Signs of Heat Stroke

• Vomiting
• Malaise/lethargy
• Excessive panting
• Dark red or dark pink gums
• Collapse
• Elevated heart rate
• Diarrhea, progressing to bloody diarrhea
• Bruising
• Kidney failure
• Difficulty breathing

Surface Issues
Anything that’s good for your joints is good for your dog’s, which means running on any soft ground surface (grass, dirt trails, beach) is better than unforgiving pavement. You have protective shoes to protect your feet; myriad dog shoes and booties are manufactured to protect pads against surface heat, road/trail debris and ice and snow. Unfortunately, not all products fit great, and some dogs can’t stand to wear them.
In areas where snow and ice are common, wash your dog’s paws immediately after a run, as salt and other chemicals can be toxic—particularly for lickers. During hot summer months, if you’re not going to jog on grass, a dirt trail or at the beach, face your palm down flat on the pavement to test the surface temperature—you might be surprised by how hot it can get. If your hand doesn’t burn after keeping it in place, your dog’s pads are safe.
Abraded paws signal you need to rethink your co-jogging routine.

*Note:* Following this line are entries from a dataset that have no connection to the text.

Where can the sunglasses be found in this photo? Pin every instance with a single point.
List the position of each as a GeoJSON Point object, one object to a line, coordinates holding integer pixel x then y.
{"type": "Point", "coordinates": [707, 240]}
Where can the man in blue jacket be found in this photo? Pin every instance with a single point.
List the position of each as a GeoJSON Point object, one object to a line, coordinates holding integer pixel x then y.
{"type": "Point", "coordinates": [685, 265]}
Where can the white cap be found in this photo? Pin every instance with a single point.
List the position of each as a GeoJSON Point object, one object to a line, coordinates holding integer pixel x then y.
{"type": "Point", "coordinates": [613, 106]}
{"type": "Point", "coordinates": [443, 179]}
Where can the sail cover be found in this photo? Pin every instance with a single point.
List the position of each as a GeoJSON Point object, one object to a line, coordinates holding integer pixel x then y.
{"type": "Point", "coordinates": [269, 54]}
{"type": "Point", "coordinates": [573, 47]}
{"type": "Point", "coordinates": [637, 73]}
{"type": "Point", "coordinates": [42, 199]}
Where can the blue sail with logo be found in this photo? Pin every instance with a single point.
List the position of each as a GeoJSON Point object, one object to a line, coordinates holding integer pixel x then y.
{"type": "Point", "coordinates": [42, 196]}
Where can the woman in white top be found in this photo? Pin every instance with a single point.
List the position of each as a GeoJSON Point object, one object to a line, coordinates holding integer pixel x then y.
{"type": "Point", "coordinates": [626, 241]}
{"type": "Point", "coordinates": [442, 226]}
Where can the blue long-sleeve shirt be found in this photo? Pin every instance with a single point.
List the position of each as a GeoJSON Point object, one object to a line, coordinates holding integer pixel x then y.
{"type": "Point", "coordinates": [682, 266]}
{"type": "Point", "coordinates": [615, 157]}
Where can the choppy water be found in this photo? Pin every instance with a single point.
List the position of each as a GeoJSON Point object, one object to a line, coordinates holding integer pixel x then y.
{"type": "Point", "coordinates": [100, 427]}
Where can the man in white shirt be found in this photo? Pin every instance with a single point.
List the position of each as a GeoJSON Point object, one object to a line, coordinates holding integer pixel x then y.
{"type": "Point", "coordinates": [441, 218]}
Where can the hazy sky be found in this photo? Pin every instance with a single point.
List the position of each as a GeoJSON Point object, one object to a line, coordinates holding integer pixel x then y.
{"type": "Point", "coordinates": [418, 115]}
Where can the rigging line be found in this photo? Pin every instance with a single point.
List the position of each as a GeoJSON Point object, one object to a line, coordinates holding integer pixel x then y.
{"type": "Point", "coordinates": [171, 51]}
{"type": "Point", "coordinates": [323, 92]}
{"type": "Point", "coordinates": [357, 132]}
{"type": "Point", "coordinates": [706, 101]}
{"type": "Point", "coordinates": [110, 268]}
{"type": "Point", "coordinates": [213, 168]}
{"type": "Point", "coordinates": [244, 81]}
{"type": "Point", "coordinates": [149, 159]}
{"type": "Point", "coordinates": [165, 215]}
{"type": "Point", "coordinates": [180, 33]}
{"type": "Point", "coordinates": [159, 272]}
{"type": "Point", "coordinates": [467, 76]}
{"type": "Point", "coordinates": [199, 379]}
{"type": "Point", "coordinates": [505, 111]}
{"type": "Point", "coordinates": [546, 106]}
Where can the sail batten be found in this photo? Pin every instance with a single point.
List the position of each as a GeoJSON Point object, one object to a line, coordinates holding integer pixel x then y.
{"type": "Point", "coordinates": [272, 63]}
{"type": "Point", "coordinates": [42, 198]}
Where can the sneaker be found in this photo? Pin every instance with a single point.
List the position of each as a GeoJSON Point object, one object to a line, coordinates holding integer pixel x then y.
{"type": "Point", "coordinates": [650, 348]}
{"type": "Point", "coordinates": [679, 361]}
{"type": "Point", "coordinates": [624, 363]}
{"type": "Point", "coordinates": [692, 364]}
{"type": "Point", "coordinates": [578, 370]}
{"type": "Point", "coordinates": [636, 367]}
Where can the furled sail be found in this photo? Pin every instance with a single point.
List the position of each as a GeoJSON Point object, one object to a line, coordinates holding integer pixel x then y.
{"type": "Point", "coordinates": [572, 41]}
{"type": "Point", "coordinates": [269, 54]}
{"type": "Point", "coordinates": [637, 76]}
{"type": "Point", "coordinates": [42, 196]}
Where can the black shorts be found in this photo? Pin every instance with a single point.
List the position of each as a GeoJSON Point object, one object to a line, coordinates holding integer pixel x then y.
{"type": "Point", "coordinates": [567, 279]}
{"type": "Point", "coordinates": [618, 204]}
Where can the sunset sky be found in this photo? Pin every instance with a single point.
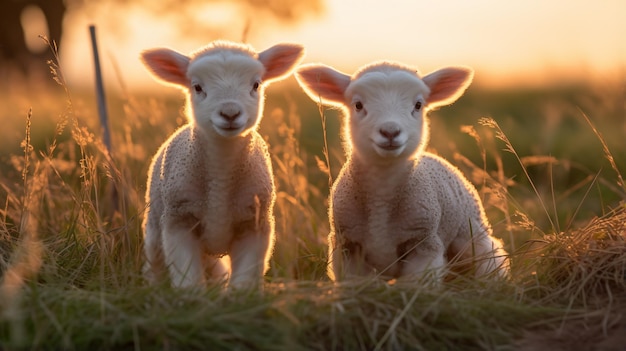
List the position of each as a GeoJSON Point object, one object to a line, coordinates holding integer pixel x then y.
{"type": "Point", "coordinates": [504, 41]}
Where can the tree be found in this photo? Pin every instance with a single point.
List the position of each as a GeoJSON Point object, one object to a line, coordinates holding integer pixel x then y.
{"type": "Point", "coordinates": [15, 55]}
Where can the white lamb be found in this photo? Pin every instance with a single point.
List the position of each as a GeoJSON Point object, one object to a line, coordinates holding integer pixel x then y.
{"type": "Point", "coordinates": [210, 186]}
{"type": "Point", "coordinates": [396, 210]}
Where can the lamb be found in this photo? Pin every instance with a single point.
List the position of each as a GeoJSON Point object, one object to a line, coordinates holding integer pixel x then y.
{"type": "Point", "coordinates": [210, 185]}
{"type": "Point", "coordinates": [397, 211]}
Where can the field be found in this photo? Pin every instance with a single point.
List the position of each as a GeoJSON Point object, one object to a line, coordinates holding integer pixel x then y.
{"type": "Point", "coordinates": [548, 163]}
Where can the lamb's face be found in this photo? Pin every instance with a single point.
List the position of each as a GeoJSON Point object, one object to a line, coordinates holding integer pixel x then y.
{"type": "Point", "coordinates": [386, 114]}
{"type": "Point", "coordinates": [226, 92]}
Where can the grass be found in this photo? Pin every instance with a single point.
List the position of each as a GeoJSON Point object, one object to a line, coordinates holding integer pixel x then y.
{"type": "Point", "coordinates": [548, 165]}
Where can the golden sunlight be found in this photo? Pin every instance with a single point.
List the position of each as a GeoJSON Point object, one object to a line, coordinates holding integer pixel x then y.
{"type": "Point", "coordinates": [530, 42]}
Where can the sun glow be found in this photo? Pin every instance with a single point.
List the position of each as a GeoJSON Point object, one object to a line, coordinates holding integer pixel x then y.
{"type": "Point", "coordinates": [506, 43]}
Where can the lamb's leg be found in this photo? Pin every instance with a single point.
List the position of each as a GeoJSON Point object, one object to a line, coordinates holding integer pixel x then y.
{"type": "Point", "coordinates": [154, 268]}
{"type": "Point", "coordinates": [248, 256]}
{"type": "Point", "coordinates": [217, 268]}
{"type": "Point", "coordinates": [426, 260]}
{"type": "Point", "coordinates": [183, 255]}
{"type": "Point", "coordinates": [489, 257]}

While pads are tougher than human feet and have diminished pain sensation, abrasions and raw pads are painful!
Always check paws during run breaks and post-exercise sessions.

Feel Their Pain
Remember to adjust your expectations as your dog transitions into his senior years. His spirit makes him want to join you just as much as ever, but his body isn’t up to the task.
Dogs with osteoarthritis or orthopedic problems still need regular exercise—pets that remain trim live longer and suffer less from osteoarthritis and other physical issues. However, once a dog has developed osteoarthritis, the constant pounding of running is painful. Slow your pace so your dog can walk quickly beside you. Take walks in the park or at the beach. Swimming is an excellent alternative once your dog passes the point of “sore” return on bones and joints.